Their parents were Jacob Myers and Eleanor Gorham. Jacob was born Jacob Miars, but switched to using the more common spelling sometime in the 1860s. Mary was born in Ohio, and Alfred was born after the family had moved west to Berrien County, Michigan. The family would migrate again, next to Clay City, Illinois. Clay City was a railroad hub and a busy market town in the second half of the 19th century. Their father Jacob became a market gardener.

The home of Jacob and Elenor Myers family in Clay City, Illinois
Alfred Palmer Myers’ elementary school in Clay City, Illinois.
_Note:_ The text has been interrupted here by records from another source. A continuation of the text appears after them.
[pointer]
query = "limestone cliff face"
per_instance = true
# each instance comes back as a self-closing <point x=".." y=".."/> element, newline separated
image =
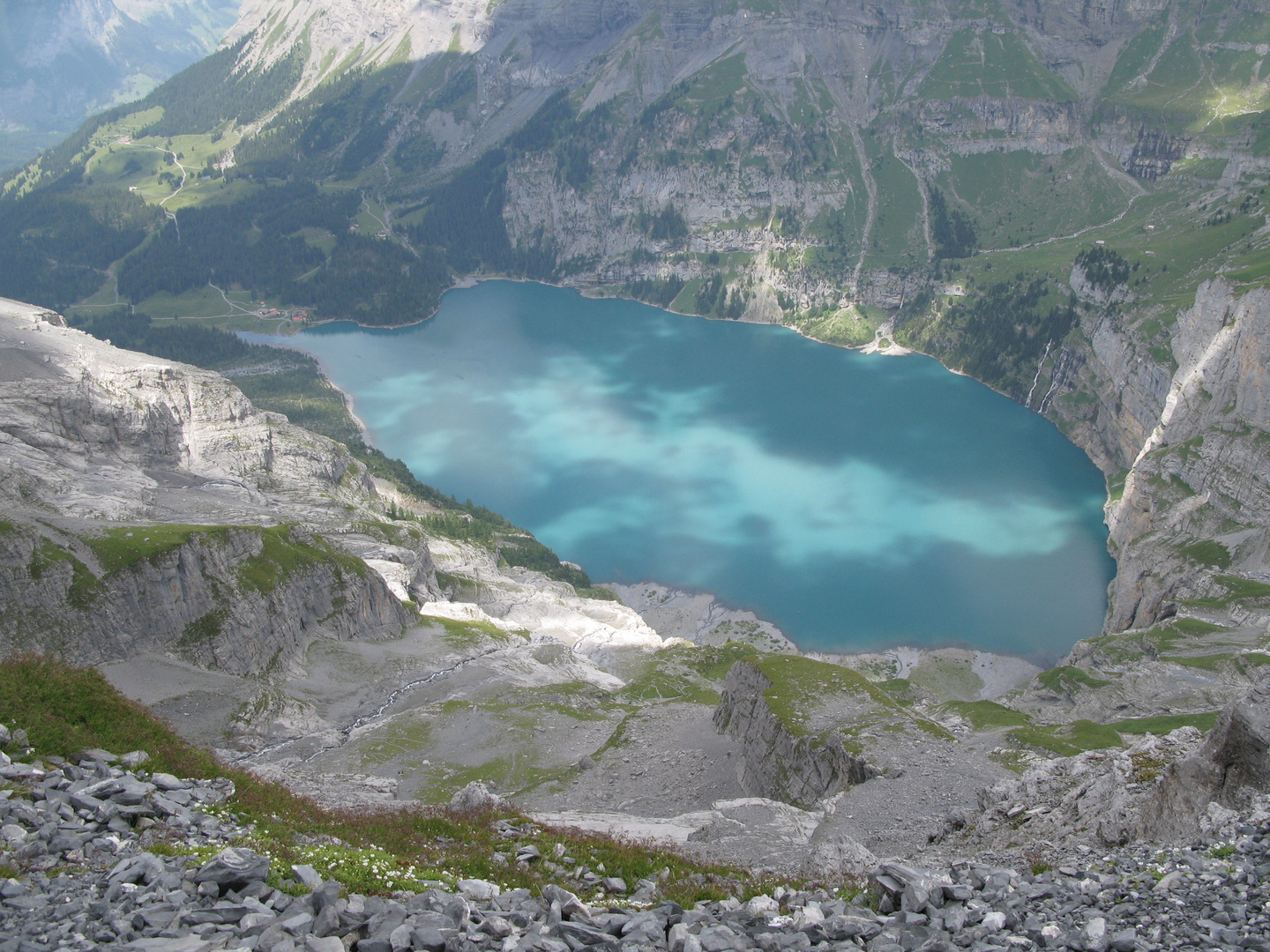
<point x="1195" y="449"/>
<point x="235" y="599"/>
<point x="150" y="507"/>
<point x="86" y="429"/>
<point x="778" y="764"/>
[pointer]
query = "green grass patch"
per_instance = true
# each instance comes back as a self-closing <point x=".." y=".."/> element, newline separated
<point x="122" y="547"/>
<point x="1000" y="65"/>
<point x="800" y="686"/>
<point x="84" y="587"/>
<point x="1206" y="553"/>
<point x="66" y="710"/>
<point x="283" y="555"/>
<point x="1195" y="626"/>
<point x="467" y="635"/>
<point x="1244" y="588"/>
<point x="1163" y="724"/>
<point x="1068" y="739"/>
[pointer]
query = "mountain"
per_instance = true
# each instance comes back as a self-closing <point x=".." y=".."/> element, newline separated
<point x="1065" y="201"/>
<point x="65" y="60"/>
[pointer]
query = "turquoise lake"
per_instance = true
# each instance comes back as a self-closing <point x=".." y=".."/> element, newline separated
<point x="857" y="502"/>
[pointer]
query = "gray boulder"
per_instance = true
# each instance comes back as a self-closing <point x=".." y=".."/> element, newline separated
<point x="234" y="867"/>
<point x="476" y="796"/>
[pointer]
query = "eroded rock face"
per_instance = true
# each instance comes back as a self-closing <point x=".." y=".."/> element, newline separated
<point x="1229" y="768"/>
<point x="778" y="764"/>
<point x="228" y="524"/>
<point x="236" y="599"/>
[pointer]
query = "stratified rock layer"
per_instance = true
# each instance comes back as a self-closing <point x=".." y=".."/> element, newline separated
<point x="778" y="764"/>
I wonder if Ada attended here as well?

Alfred Palmer followed his parents when they moved again, this time south to Texas.

Mary remained in Clay City because she had married Henry Bothwell, a local postmaster. Five sons and two daughters were born to them, including Ada, but two of the baby boys died soon after birth.

Ada, nicknamed “Bunny” and her squirrel
Ada gazes into a fish bowl

Ada attended school and became a high school teacher. At first teaching in Clay City, she moved north after the death of her father. While teaching at Oak Park High School, near Chicago, she met a fellow teacher who would become her life partner, Theresa Pressl.

Ada and Theresa travelled to Europe several times in the 1930s. The travel seems to have been with school groups during the summer vacations.

After their retirement, Ada and Theresa moved to Asheville, North Carolina, where they lived until they died. Theresa lived 30 years longer than Ada. Both were buried in family plots, Ada in Illinois and Theresa in New England.